Fig. 1. Equivalent circuits for EMI filter analysis.
Huge bulky EMI filters are inevitable parts in power electronic systems, which not only provide attenuation to the EMI noise but also take a significant portion of the total volume and weight of converters. It is more obvious in DC-fed motor drive systems (shown as Fig. 1) with long con-nection cables where EMI filters are required for both the AC output and the DC input side. Interaction exists between the AC and DC side, for DM noises, due to the presence of the big dc-link capacitor, the AC and DC side are somehow decoupled and the equivalent circuit can be separated for the DC and AC side at a certain operation point. Adding a filter on one side will not change the propagation path impedance of the other side. However, the noise source for the AC side is related to the voltage harmonics on the DC link capacitor and the noise source for the DC side is related to the harmonics of the output AC current. Adding filters on one side will change those harmonics, thus it will change the noise source of the other side and there is still interaction between AC and DC DM filters.
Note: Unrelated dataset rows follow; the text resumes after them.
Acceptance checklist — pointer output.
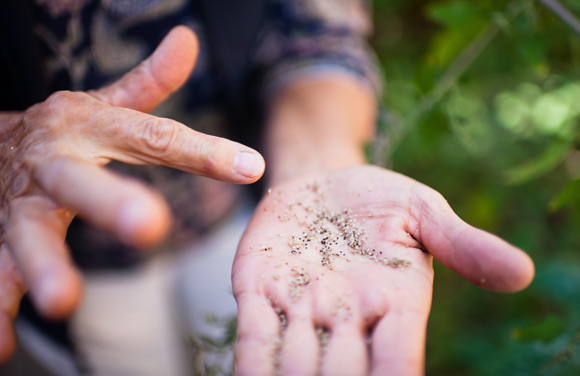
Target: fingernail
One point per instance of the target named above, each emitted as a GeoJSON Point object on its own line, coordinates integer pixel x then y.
{"type": "Point", "coordinates": [248, 164]}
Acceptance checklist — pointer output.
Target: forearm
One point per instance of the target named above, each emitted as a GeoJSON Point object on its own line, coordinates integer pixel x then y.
{"type": "Point", "coordinates": [318, 124]}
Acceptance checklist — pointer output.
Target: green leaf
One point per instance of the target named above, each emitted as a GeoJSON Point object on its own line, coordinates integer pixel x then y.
{"type": "Point", "coordinates": [455, 14]}
{"type": "Point", "coordinates": [547, 161]}
{"type": "Point", "coordinates": [545, 331]}
{"type": "Point", "coordinates": [568, 196]}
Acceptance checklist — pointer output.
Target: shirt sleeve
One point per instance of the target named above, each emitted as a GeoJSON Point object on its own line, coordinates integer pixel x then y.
{"type": "Point", "coordinates": [317, 37]}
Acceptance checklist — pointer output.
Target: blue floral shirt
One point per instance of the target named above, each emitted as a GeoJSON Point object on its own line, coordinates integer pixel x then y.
{"type": "Point", "coordinates": [89, 43]}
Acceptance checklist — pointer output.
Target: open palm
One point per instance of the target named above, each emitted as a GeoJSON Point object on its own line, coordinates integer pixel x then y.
{"type": "Point", "coordinates": [334, 273]}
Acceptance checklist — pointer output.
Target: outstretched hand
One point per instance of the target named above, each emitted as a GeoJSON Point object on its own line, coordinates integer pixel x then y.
{"type": "Point", "coordinates": [334, 273]}
{"type": "Point", "coordinates": [51, 170]}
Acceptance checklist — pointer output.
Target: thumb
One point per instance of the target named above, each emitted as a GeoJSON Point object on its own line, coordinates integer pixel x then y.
{"type": "Point", "coordinates": [478, 256]}
{"type": "Point", "coordinates": [157, 77]}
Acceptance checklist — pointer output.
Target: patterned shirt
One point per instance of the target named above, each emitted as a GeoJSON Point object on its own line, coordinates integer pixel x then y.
{"type": "Point", "coordinates": [89, 43]}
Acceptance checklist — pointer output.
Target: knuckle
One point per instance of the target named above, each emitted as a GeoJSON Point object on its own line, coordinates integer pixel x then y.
{"type": "Point", "coordinates": [158, 135]}
{"type": "Point", "coordinates": [52, 113]}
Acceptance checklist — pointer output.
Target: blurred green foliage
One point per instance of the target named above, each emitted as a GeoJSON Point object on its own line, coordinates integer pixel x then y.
{"type": "Point", "coordinates": [482, 103]}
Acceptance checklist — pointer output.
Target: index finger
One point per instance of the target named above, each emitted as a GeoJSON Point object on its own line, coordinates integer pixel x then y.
{"type": "Point", "coordinates": [138, 138]}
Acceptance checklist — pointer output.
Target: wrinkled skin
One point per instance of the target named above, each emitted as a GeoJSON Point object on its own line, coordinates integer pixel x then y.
{"type": "Point", "coordinates": [375, 314]}
{"type": "Point", "coordinates": [51, 170]}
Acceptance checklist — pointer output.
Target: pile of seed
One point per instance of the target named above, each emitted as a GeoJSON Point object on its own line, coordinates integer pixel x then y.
{"type": "Point", "coordinates": [327, 232]}
{"type": "Point", "coordinates": [300, 279]}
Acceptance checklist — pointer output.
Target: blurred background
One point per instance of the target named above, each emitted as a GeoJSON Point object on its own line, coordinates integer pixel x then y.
{"type": "Point", "coordinates": [482, 103]}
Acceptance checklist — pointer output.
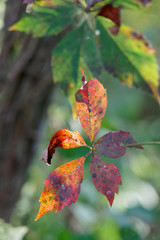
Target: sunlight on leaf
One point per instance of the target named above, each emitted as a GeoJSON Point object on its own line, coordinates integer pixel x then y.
{"type": "Point", "coordinates": [62, 187]}
{"type": "Point", "coordinates": [112, 144]}
{"type": "Point", "coordinates": [65, 139]}
{"type": "Point", "coordinates": [105, 177]}
{"type": "Point", "coordinates": [91, 103]}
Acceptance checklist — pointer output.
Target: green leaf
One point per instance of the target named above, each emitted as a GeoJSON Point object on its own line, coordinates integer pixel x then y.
{"type": "Point", "coordinates": [45, 21]}
{"type": "Point", "coordinates": [76, 50]}
{"type": "Point", "coordinates": [7, 231]}
{"type": "Point", "coordinates": [129, 56]}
Considering that the CM noise is going though both the AC and DC side, and there is no such big low impedance path as the dc link capacitor in DM propagation path, the equivalent circuit includes the interaction between the AC and DC side for the CM noise. Adding an EMI filter on one side will influence the EMI noise level on the other side. If this interaction is not considered in the filter design procedures, even though one can design an optimized filter for one side to meet the standard, adding a filter on the other side will make the noise worse on this side and finally fail to meet the standard. To minimize the impact on the EMI noise of one side caused by adding a filter on the other side, a certain design order must be followed to design the AC, DC, CM and DM filters. Fig.1 shows an optimized design procedure for designing both AC and DC filters. Using this method, both AC and DC noises can meet the standard.
Fig. 2. EMI filter design sequence for both AC and DC Side.